As alluded to in a piece of proposed legislation last October, Doug Ford's PC government is rolling out mandatory "math content knowledge" tests for all new elementary and high school teachers within the province.
The idea, when proposed, was that those who failed the test wouldn't be able to register as teachers.
A newly-leaked memo from deputy education minister Nancy Naylor reveals that candidates must not only pass the math test, but score at least 70 per cent in order to secure a teaching licence.
For those interested, here's the regulation filed regarding the proficiency math test for teacher candidates in Ontario. The test will cover Grades 3-11 curriculum https://t.co/8w3VzrOqeE— Caroline Alphonso (@calphonso) August 27, 2019
Administered by the Education Quality and Accountability Office (EQAO — the same body responsible for standardized testing among students), the math proficiency test for teachers will contain questions about both math content and teaching.

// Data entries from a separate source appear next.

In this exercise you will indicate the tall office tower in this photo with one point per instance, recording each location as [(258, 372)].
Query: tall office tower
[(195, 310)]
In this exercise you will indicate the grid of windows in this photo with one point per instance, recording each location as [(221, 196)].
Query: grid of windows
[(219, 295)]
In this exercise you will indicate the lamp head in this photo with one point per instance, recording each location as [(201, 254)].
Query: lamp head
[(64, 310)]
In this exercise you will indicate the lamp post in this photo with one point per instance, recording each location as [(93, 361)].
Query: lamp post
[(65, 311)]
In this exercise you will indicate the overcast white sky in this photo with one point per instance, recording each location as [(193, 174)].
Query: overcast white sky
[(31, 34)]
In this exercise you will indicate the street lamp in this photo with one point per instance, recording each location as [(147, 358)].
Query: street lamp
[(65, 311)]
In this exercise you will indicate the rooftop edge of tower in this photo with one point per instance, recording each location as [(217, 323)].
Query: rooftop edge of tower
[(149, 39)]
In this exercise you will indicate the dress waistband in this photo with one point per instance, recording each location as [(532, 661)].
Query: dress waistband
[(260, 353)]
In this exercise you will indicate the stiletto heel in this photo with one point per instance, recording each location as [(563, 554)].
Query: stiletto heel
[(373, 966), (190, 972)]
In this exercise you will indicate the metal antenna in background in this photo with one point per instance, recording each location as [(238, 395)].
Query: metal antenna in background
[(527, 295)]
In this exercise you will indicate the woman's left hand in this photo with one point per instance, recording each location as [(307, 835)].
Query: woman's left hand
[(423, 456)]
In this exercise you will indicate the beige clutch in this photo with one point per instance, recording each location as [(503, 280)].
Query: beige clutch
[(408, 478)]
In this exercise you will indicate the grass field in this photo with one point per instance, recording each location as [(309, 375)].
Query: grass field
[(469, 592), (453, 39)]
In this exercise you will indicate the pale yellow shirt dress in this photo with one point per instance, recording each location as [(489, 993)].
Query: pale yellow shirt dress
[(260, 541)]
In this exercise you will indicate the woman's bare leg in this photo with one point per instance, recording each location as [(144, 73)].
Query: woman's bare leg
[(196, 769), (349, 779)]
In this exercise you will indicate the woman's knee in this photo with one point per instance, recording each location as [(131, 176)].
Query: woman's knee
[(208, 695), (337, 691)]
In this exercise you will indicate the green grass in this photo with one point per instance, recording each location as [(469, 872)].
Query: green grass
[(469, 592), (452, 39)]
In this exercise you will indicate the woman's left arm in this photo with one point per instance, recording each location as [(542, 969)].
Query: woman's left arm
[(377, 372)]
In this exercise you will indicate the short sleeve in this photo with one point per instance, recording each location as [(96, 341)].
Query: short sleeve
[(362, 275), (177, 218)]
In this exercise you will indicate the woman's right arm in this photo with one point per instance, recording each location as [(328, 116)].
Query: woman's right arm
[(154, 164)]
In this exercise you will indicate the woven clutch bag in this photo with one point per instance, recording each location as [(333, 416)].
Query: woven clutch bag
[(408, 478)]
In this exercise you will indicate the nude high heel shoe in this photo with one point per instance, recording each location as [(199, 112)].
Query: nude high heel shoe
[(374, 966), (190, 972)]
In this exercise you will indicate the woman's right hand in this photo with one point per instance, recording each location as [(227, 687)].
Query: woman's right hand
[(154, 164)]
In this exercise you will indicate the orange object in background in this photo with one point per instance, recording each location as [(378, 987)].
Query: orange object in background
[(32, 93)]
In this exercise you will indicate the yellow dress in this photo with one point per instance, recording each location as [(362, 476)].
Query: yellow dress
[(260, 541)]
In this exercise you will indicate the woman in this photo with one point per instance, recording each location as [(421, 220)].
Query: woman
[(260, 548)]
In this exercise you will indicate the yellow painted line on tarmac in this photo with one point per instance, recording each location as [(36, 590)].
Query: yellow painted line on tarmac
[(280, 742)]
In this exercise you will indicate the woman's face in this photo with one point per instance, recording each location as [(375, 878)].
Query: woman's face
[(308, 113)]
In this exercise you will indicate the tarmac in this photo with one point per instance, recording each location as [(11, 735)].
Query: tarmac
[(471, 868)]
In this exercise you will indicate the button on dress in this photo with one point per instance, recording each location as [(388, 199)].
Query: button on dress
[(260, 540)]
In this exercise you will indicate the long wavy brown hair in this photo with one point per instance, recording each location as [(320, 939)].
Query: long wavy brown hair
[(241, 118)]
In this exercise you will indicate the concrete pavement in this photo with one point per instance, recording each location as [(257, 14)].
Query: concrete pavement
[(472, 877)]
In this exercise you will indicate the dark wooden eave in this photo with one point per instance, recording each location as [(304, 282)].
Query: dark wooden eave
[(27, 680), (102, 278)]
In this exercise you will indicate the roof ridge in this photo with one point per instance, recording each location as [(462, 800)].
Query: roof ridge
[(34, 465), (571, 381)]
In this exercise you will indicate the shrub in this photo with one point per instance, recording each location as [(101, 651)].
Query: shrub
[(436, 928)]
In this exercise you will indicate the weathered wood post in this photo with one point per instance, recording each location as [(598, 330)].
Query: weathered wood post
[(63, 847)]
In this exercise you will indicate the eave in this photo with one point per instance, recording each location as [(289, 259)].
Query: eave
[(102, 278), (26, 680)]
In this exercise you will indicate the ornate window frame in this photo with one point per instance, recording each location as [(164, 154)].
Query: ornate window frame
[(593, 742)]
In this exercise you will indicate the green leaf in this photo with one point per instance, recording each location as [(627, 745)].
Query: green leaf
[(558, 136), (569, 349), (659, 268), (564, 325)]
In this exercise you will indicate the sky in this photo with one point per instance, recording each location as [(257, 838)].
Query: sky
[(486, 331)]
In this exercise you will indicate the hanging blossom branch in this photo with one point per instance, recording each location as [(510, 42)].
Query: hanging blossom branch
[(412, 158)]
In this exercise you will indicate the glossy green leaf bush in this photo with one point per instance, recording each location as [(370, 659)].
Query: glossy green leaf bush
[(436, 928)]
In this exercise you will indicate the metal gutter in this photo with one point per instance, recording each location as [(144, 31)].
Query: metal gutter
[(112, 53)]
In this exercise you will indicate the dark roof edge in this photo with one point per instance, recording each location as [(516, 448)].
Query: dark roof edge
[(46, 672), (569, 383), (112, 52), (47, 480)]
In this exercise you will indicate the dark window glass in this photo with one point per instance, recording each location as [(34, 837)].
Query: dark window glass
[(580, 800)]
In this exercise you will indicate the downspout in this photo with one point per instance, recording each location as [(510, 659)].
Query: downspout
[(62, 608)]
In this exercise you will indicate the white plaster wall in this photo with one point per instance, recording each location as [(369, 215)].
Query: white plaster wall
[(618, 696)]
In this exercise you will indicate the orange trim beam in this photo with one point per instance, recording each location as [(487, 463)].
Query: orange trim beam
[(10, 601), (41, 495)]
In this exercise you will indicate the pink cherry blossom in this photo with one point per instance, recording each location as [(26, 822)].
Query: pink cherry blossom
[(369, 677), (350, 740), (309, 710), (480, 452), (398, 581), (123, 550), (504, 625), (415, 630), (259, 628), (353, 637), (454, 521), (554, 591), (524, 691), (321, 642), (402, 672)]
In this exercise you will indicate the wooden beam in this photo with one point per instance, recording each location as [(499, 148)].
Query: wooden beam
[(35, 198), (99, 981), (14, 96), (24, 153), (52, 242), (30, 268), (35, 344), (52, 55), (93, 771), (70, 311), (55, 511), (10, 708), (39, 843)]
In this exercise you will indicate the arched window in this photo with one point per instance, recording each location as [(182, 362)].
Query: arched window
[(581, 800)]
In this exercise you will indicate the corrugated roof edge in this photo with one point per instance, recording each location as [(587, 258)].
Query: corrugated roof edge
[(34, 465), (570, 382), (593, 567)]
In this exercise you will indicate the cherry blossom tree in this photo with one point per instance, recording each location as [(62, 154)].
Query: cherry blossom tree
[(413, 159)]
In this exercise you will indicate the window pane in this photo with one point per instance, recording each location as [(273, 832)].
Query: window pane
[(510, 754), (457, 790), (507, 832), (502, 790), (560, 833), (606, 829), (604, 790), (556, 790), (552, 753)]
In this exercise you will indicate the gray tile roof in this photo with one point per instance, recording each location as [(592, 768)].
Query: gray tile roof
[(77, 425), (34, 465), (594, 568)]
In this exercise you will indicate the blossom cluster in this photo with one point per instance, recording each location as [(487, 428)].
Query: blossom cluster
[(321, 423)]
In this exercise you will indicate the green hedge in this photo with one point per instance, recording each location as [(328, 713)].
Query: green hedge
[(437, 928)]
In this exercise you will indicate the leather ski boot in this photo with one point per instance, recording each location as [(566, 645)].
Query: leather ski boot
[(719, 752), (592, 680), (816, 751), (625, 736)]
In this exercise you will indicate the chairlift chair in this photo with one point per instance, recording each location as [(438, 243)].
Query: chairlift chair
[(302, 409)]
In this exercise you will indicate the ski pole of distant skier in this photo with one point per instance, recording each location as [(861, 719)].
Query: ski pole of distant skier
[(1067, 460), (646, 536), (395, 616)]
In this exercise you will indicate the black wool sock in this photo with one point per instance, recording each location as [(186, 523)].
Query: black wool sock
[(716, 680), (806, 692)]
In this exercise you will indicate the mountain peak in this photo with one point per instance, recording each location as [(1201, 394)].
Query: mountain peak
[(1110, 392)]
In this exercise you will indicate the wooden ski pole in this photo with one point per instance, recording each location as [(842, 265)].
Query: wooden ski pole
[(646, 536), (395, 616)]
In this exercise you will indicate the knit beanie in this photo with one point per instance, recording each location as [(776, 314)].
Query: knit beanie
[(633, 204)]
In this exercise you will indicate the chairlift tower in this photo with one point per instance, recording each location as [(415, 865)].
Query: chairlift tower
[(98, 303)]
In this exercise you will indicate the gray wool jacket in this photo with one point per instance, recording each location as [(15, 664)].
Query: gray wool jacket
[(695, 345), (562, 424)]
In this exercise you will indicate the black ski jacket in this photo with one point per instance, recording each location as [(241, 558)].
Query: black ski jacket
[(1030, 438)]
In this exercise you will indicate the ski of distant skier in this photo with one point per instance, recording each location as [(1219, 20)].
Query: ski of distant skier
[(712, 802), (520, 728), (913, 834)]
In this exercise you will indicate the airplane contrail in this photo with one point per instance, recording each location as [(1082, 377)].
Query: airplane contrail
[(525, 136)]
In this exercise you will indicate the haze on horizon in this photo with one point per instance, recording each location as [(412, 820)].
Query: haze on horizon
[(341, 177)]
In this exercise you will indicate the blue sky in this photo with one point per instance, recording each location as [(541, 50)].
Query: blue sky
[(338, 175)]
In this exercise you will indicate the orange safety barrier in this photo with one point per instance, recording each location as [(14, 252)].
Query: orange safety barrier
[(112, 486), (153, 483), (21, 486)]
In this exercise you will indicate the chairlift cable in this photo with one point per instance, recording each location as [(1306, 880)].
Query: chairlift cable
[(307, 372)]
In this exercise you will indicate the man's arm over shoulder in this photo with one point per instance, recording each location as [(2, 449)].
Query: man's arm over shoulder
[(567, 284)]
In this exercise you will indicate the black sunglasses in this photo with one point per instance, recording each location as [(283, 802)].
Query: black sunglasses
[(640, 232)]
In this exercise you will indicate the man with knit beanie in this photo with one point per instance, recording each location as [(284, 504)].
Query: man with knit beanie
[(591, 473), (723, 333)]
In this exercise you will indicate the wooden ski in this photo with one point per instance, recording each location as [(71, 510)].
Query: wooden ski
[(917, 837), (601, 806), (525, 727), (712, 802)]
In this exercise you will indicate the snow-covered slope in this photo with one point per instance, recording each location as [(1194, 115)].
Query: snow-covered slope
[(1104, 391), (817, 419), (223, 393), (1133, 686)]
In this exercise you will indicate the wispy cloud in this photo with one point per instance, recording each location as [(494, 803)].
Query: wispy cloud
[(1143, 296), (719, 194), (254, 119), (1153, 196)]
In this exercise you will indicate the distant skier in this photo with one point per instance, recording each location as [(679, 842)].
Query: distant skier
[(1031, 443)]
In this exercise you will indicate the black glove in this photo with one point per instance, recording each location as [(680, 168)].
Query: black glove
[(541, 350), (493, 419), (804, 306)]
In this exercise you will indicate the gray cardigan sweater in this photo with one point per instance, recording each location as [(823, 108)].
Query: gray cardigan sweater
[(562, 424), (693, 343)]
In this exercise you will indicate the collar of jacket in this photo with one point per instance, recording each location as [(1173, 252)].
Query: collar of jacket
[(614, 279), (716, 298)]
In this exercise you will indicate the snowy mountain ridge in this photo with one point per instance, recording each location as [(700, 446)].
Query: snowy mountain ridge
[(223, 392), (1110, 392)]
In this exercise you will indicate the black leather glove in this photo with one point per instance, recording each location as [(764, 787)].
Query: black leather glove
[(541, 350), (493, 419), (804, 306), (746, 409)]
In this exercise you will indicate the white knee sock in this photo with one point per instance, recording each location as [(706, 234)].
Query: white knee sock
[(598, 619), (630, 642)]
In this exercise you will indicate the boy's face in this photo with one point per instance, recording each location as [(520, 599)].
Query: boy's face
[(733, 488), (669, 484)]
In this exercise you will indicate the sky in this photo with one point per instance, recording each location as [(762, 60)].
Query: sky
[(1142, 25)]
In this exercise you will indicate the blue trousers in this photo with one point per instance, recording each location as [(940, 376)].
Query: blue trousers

Approximately two thirds of the test will assess candidates based on their knowledge of things like arithmetic, fractions and percentages, according to The Globe and Mail. The rest will pertain to how well they can teach the subject to students.
Teachers unions aren't thrilled by the news, given that the test will be mandatory for all new teachers — regardless of which subjects they teach and which grades they teach them to.
Fortunately for those who struggle with mathematics, aspiring teachers can take the test as many times as they like (for a price) until they pass.